Para ela, o mais importante é que o caso da atriz trouxe à tona a importância do teste na hora do diagnóstico: “Os médicos têm de falar sobre a existência do exame, pois faz parte do tratamento. Utilizar a experiência do geneticista, não apenas tirar as mamas”.

Ela conta que geralmente, quem faz o teste é a primeira pessoa da família a apresentar a doença. E exemplifica: “É até triste, mas é comum uma mulher de 50 anos chegar aqui e falar que a irmã teve câncer nas mamas e ovários e pedir para fazer o teste. Daí, falamos que o correto é a irmã fazer. Só que a pessoa está mental e fisicamente exaurida, e se recusa”. No caso da atriz, sua mãe já havia realizado o teste.

Teste mais barato

O teste, que já foi mais caro, hoje sai por volta de US$ 3.500. “No Fleury usamos a Myriad Genetics, que tem um banco de dados enorme. Não são todos os laboratórios que estão preparados para avaliar as variações que podem ou não levar à doença”, diz Piazzon. Ela lembra que alguns planos de saúde começaram a reembolsar seus clientes pelo exame. “Lá fora isso é comum. Preferem investir no diagnóstico e prevenção a cirurgias ou exames quando a doença já se espalhou”.

A ANS (Agência Nacional de Saúde Suplementar) publicou, em 12 de dezembro último, nota técnica com normas para assegurar a cobertura de exames genéticos pelos planos de saúde. Um dos exames contemplados é a análise dos genes BRCA 1 e BRCA 2, que aumentam o risco de câncer de mama. As diretrizes passam a valer a partir do dia 2 de janeiro de 2014.

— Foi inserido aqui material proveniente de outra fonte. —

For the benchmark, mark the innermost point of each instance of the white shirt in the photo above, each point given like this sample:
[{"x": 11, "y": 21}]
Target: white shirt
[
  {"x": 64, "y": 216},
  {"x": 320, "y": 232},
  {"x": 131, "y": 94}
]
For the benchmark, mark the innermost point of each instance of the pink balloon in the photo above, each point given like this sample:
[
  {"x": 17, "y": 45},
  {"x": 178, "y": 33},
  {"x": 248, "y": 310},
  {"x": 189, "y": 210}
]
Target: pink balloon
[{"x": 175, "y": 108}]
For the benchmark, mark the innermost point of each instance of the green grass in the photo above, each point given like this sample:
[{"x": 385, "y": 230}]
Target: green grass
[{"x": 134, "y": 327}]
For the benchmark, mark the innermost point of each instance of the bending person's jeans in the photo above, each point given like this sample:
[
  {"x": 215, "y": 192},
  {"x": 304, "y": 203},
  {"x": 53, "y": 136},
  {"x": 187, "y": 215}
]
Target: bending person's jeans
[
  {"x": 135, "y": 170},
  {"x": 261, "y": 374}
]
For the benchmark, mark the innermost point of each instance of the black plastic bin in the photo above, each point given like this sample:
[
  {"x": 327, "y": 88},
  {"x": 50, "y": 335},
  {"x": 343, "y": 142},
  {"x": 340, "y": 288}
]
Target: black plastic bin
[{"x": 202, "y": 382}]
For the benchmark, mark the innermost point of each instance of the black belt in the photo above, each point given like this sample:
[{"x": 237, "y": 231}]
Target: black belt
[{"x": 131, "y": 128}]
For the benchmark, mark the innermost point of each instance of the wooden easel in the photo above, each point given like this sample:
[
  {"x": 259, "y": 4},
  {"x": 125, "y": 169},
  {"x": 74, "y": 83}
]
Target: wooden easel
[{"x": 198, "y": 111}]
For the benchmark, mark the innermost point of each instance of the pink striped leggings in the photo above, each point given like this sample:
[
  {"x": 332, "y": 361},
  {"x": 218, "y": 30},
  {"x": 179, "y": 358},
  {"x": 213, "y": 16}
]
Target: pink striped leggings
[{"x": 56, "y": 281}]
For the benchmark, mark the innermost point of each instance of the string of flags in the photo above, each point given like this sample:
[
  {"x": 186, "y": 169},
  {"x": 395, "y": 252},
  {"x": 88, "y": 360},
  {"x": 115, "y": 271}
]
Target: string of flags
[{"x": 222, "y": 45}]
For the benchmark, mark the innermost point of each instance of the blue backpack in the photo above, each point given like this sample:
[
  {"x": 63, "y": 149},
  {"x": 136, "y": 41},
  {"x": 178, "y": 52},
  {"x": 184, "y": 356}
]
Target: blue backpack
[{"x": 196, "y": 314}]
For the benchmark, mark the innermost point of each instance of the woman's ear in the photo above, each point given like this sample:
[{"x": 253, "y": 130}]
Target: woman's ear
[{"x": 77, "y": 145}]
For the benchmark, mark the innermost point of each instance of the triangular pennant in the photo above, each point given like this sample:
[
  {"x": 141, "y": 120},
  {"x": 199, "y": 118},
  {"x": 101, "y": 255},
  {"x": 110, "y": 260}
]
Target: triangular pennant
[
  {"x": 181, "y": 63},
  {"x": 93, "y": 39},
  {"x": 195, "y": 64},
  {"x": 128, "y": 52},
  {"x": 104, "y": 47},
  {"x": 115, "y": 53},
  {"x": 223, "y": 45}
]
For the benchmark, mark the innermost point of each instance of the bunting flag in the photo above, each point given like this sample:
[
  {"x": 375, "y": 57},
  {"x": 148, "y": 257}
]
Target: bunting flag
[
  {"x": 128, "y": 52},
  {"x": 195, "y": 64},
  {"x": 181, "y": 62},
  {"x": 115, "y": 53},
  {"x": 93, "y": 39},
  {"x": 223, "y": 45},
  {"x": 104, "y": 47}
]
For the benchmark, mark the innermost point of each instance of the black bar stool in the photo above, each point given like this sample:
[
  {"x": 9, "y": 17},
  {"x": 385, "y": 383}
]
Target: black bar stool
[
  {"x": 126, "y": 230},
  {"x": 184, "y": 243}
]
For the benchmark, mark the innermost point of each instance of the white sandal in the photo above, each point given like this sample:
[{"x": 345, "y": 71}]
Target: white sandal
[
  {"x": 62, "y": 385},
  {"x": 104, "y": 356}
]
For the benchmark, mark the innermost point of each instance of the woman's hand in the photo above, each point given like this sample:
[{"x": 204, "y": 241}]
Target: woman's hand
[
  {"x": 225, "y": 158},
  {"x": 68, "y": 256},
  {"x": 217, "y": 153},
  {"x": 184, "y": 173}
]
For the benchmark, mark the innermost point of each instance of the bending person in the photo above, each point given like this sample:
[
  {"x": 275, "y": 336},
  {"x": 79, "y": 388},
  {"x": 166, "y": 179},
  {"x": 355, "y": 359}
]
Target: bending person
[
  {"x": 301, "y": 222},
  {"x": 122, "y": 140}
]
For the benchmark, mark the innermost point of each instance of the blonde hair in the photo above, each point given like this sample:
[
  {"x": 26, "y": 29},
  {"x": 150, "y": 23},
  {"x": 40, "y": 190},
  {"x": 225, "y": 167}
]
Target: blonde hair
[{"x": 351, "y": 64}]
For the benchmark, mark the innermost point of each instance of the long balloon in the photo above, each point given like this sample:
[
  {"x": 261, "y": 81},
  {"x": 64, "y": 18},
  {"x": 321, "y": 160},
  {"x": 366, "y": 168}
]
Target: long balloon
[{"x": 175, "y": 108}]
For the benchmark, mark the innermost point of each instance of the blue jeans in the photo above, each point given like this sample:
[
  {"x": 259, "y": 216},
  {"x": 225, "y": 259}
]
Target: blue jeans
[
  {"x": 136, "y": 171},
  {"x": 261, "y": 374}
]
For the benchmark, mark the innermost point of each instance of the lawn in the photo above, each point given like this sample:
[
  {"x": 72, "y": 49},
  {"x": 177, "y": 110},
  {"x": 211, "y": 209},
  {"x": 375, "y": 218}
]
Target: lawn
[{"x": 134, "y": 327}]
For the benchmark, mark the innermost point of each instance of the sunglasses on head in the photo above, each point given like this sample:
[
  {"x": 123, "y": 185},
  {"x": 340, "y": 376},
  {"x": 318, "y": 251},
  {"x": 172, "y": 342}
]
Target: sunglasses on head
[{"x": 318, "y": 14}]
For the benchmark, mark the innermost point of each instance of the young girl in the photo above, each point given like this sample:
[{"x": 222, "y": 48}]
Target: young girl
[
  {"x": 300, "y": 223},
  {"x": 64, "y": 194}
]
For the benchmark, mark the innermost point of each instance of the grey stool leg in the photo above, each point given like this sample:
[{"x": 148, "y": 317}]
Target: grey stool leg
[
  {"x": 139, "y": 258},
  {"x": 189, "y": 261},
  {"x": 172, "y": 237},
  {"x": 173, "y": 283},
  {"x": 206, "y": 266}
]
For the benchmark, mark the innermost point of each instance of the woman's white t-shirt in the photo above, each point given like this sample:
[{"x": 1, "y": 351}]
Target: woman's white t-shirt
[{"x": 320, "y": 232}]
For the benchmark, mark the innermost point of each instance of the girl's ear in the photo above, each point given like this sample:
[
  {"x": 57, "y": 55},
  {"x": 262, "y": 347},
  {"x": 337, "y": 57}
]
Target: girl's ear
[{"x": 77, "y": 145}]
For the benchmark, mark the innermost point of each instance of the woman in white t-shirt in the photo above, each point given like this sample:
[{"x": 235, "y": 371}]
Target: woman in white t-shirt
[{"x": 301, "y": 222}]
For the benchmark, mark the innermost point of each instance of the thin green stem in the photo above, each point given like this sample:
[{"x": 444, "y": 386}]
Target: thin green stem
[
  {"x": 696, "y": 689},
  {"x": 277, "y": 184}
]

Eduardo Millen comenta que à época da revelação de Jolie, a classe médica discutiu mais a técnica que ela usou, que é a de três tempos (três cirurgias). “Nós, aqui no Brasil, fazemos em um tempo único, de forma definitiva, a retirada e a reconstrução”.

Porém, Millen não poupa críticas à mídia que, na opinião dele, exagerou na divulgação, o que fez com que muitas mulheres, sem necessidade, pensassem em fazer o mesmo que a atriz.

“O que vimos foi uma banalização por parte da maioria da imprensa. Um caso como o da atriz representa menos de 5% dos totais de cânceres. Trata-se de mulheres com mutação genética. A cirurgia preventiva só vale para essas pessoas. Nas demais situações, o processo não é indicado, pois nenhuma cirurgia está livre de complicações. Quando uma paciente na casa dos 50 anos, que pressupomos irá viver mais uns 20, me procura com exame alterado, biópsia inconclusiva e contando que um parente morreu disso, ela chega assustada, querendo fazer a mastectomia profilática e eu explico: se você tem uma micose no dedo irá amputá-lo?”

Lado produtivo

A geneticista Fernanda Teresa, do Hospital Israelita Albert Einstein, comenta dois lados do “boom”. O produtivo, para ela, foi a atriz ter conscientizado as mulheres a se consultarem e mostrar que existiam exames para detectar a doença. “O lado negativo foi o modo como alguns interpretaram seu gesto, como se existisse só um exame e como se todas as pessoas precisassem retirar as mamas. Mas existem vários tipos de câncer”.

A médica conta que a demanda que surgiu após a divulgação foi “muito abrupta” e que chegou a aumentar a oferta de consultas em 60%. “Havia uma mistura de pacientes, uns com histórico de câncer na família e outros não. Até hoje atendo pessoas que tentaram marcar consulta naquela época, mas não conseguiram. Porém, o número diminuiu”.

Teresa admite que a atriz  também conscientizou os profissionais de saúde: “Eles começaram a entender melhor o câncer hereditário. Muitos perceberam que não conheciam muito ou que precisavam se atualizar ou se preparar melhor. Aquele 'boom' já passou, mas a conscientização ficou!”.